How childish! Betapa memalukannya kami 🙈. Belum bisa menyelesaikan masalah kami sendiri, masih minta tolong ortu.
Untung aja ortu masih ada. Coba kalau nggak ada?! Alamat bakal diem-dieman kita, nggak saling bertegur sapa kayak orang asing. Dan baru akan berdamai saat salah satu dari kami mengalah dan membuang perasaan egois.

Punya saudara, sekarang cuma tinggal satu-satunya kok gini amat ya? Tapi jujur. Setiap aku membenci saudaraku aku selalu mengingat hal ini. Betapa menyedihkannya jadi anak tunggal, betapa menyedihkannya nggak punya saudara, dan yang terpenting betapa menyedihkannya nggak punya saudara sesama perempuan.

Sering aku berkaca pada sepupuku yang anak tunggal. Sejak lahir dia tunggal. Semua hal hanya miliknya sendiri, tidur sendiri di kamarnya sendiri, ada makanan untuknya sendiri, punya uang nikmatin sendiri, kuota berlebih pake sendiri, punya kosmetik dihabisin sendiri, ada masalah, kegalauan, keresahan di rasakan sendiri, nggak ada teman untuk berbagi. Betapa menyedihkannya. Hiks hiks perrrttt!!! (buang ingus)

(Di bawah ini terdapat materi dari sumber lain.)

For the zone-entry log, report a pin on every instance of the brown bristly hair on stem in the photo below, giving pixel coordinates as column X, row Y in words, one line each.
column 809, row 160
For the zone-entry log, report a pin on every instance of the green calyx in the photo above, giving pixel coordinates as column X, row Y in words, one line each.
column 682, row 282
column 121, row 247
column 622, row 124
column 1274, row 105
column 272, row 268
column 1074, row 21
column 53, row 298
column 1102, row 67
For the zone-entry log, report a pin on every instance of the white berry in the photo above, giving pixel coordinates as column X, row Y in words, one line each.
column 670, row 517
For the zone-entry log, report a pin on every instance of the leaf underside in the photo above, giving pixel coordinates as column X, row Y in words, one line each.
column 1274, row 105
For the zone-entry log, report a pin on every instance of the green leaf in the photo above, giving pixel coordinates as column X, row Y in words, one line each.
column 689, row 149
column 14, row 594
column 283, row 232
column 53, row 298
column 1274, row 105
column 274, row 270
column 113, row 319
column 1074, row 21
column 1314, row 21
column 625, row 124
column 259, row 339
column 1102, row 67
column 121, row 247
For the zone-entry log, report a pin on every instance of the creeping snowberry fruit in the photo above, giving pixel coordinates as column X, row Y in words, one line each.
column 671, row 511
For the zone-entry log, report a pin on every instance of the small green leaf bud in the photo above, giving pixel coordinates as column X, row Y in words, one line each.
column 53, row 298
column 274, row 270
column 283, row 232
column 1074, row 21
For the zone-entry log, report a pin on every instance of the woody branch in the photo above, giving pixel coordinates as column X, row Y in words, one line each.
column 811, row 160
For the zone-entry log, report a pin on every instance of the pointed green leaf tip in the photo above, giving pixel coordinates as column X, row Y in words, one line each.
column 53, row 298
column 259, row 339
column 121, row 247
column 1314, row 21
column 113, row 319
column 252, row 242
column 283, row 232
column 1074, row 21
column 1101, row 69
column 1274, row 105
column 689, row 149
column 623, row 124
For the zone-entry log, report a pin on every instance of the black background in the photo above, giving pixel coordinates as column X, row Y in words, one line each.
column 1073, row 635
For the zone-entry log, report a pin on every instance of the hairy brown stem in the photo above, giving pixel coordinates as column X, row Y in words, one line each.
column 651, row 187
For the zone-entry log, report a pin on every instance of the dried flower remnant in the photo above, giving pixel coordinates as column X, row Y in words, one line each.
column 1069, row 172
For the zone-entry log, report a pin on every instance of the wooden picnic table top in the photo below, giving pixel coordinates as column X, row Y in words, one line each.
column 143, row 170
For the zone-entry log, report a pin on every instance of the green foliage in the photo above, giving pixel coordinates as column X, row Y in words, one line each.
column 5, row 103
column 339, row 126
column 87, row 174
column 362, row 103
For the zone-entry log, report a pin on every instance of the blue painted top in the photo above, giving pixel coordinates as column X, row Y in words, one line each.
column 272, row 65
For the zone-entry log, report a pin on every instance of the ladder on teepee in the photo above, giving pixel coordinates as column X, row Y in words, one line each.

Seperti halnya dengan ibuku yang selalu mendambakan punya saudara perempuan. Untuk curhat, berbagi keluh kesah, punya baju samaan ato pinjam-meminjam pakaian, belanja bareng, bergosip, cekikikan bareng, ngebela saudara saat ada yang menindas atau ada yang salah paham dengan saudaranya.

Hhh~

Harusnya aku bersyukur masih punya saudara.
Aku ingat betapa dekatnya dulu aku sama adikku. Betapa dekatnya dulu adikku sama kakakku.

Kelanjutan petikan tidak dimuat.